I'm racking my brain for a strong comparison.  The best I can think of is Ur Draugr, but even that fails to express all of the ins and outs.  I think that when Veilburner is in the zone and focused solely on proggy, discordant riffs and primal howls (see much of "Vagterchen"), the parallel stands firm.  However, when the audio samples, campy synths, theremin(?) and other experimentation start creeping in it wanders into unknown territory.  This is beyond doubt a good thing.  I love the more conventional, standard elements of this release, but it is the careful exploration of Fantomas-isms that push it into being something more memorable.

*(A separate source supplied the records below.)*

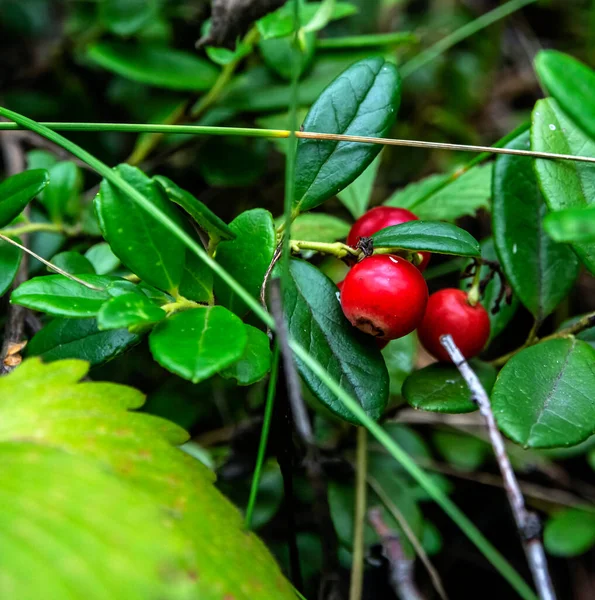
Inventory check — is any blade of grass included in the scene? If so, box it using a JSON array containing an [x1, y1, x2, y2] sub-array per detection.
[[0, 107, 536, 600]]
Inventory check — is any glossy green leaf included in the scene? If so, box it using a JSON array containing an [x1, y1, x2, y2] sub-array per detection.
[[385, 165, 492, 221], [149, 306, 247, 383], [97, 294, 165, 331], [10, 275, 139, 318], [288, 213, 351, 242], [283, 260, 389, 423], [51, 251, 95, 275], [87, 42, 218, 92], [492, 131, 579, 321], [543, 508, 595, 557], [294, 58, 401, 212], [492, 338, 595, 448], [85, 242, 120, 275], [535, 50, 595, 139], [95, 165, 186, 292], [403, 360, 496, 414], [460, 237, 519, 345], [39, 161, 83, 223], [27, 319, 141, 366], [531, 99, 595, 273], [215, 208, 276, 315], [0, 169, 50, 227], [337, 154, 382, 219], [0, 443, 195, 600], [544, 208, 595, 244], [372, 221, 481, 256], [99, 0, 159, 36], [153, 175, 235, 240], [256, 2, 357, 40], [0, 240, 22, 296], [220, 325, 272, 385], [258, 33, 316, 80]]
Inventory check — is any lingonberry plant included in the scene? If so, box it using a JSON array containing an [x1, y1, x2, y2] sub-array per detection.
[[0, 0, 595, 600]]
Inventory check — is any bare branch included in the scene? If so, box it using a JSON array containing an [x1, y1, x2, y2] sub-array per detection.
[[440, 335, 556, 600]]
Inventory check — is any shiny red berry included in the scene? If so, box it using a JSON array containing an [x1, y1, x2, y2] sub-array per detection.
[[341, 254, 428, 340], [347, 206, 431, 271], [417, 288, 490, 361]]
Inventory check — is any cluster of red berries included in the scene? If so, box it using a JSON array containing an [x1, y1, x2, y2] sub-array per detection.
[[338, 206, 490, 361]]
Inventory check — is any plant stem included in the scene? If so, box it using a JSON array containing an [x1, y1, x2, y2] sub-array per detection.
[[399, 0, 537, 78], [245, 344, 279, 529], [349, 427, 368, 600], [440, 335, 556, 600]]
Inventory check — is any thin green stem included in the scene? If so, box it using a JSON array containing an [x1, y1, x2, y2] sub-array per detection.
[[349, 427, 368, 600], [0, 108, 535, 600], [245, 344, 279, 529], [399, 0, 537, 78]]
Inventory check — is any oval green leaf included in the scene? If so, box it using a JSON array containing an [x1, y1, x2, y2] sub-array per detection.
[[531, 99, 595, 273], [283, 260, 389, 423], [535, 50, 595, 139], [219, 325, 272, 385], [0, 169, 50, 227], [492, 338, 595, 448], [294, 58, 401, 212], [403, 360, 496, 414], [149, 306, 247, 383], [372, 221, 481, 256], [97, 294, 165, 331], [95, 165, 186, 293], [26, 319, 141, 366], [153, 175, 235, 240], [87, 42, 218, 92], [492, 131, 579, 321], [215, 208, 276, 316]]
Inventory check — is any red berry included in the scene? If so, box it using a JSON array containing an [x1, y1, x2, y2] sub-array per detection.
[[341, 254, 428, 340], [347, 206, 431, 271], [417, 288, 490, 361]]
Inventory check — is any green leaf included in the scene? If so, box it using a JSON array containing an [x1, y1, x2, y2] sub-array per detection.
[[403, 360, 496, 414], [27, 319, 141, 366], [461, 237, 519, 345], [531, 99, 595, 273], [535, 50, 595, 139], [283, 260, 389, 423], [95, 165, 186, 293], [39, 161, 83, 223], [337, 154, 382, 219], [153, 175, 235, 240], [99, 0, 159, 36], [10, 275, 140, 318], [543, 508, 595, 558], [385, 164, 492, 221], [0, 443, 194, 600], [0, 169, 50, 227], [294, 58, 401, 212], [492, 131, 579, 321], [544, 208, 595, 244], [97, 294, 165, 331], [258, 33, 316, 81], [215, 208, 276, 316], [0, 240, 23, 296], [85, 242, 120, 275], [492, 338, 595, 448], [87, 42, 218, 92], [219, 325, 272, 385], [256, 2, 357, 40], [286, 213, 351, 243], [51, 252, 95, 275], [372, 221, 481, 256], [149, 306, 247, 383]]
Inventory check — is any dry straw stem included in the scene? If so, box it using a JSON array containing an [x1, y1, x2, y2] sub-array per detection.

Veilburner have put together something special for us with The Obscene Rite.  The impressively ominous vocal performance and guitars channeling everything from Opeth to failing engines along with the schizophrenic drumming alone make this an impressive album.  But that's not enough for Mephisto; who is, surprise, behind ALL composition and instrumentation.  Aided only by his other half, Chrisom, on vocals and lyrics; he goes in like an autistic kid in a sandbox.  You know that boy is going to use every singe toy at his disposal and emerge with some sort of laser cannon.  Hear it to believe it.